Control dynamics can manifest in various ways, from authoritarian leadership to the suppression of critical thinking. Faith communities must embrace a more open and collaborative approach. It should be a place where individuals feel free to express their thoughts, question beliefs, and grow spiritually without fear of being controlled or manipulated.

Opening your hand and welcoming each person to make autonomous spiritual decisions feels scary, but releasing that grip, that tight fist and dogma, this is true faith.


Listening to Survivor Voices

The voices of survivors are invaluable. They hold the key to understanding the depth of the issues mentioned above. By actively listening to survivors and providing them with a platform to share their stories and experiences, the church, faith communities and religious leaders can gain crucial insights into these problems and learn how to address them more effectively and with pureness of intention.
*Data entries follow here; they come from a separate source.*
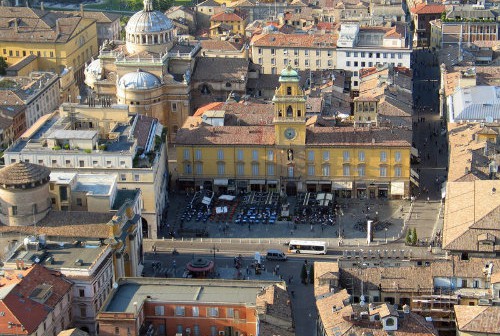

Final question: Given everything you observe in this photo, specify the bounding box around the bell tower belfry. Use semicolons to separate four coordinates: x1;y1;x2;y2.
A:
273;65;306;146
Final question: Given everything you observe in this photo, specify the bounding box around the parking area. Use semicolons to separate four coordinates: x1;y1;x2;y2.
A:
161;190;410;244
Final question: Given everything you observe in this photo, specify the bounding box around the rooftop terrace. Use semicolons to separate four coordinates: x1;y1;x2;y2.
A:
103;278;284;313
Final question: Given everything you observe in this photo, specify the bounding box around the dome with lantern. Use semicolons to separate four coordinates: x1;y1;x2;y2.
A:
118;69;161;90
125;0;174;53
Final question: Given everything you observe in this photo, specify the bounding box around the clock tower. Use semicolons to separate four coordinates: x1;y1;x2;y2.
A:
273;65;306;146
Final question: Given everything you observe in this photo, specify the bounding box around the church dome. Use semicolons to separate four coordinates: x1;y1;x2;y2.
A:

How many survivor’s stories have you heard or read? Do you see survivors as “those people” or as “one of us?” Have you discovered the survivors who have healed and taken the time to understand the process and hard work it takes to recover?


It’s time.

The church must cease co-opting survivor language for its own benefit. And I might add, Christian influencers, authors, speakers, and teachers need to stop co-opting survivor language for their own benefit too.

This is a Western, evangelical culture problem which makes it systemic. But generational patterns can be altered. Creating communities of care, empathy and safety should be the goal. It’s not about differences in theology or faith traditions, this is about tending to wounded souls first, just like the Good Samaritan did, without asking anything in return, with no expectations.

It’s time. Stop, sit and listen.


This article is not intended to treat or diagnose any condition.

Rebekah is not a licensed therapist or clinician. Any advice or opinions given on this site are strictly her own observation and insights based on personal experiences and study. It should in no way take the place of professional assistance.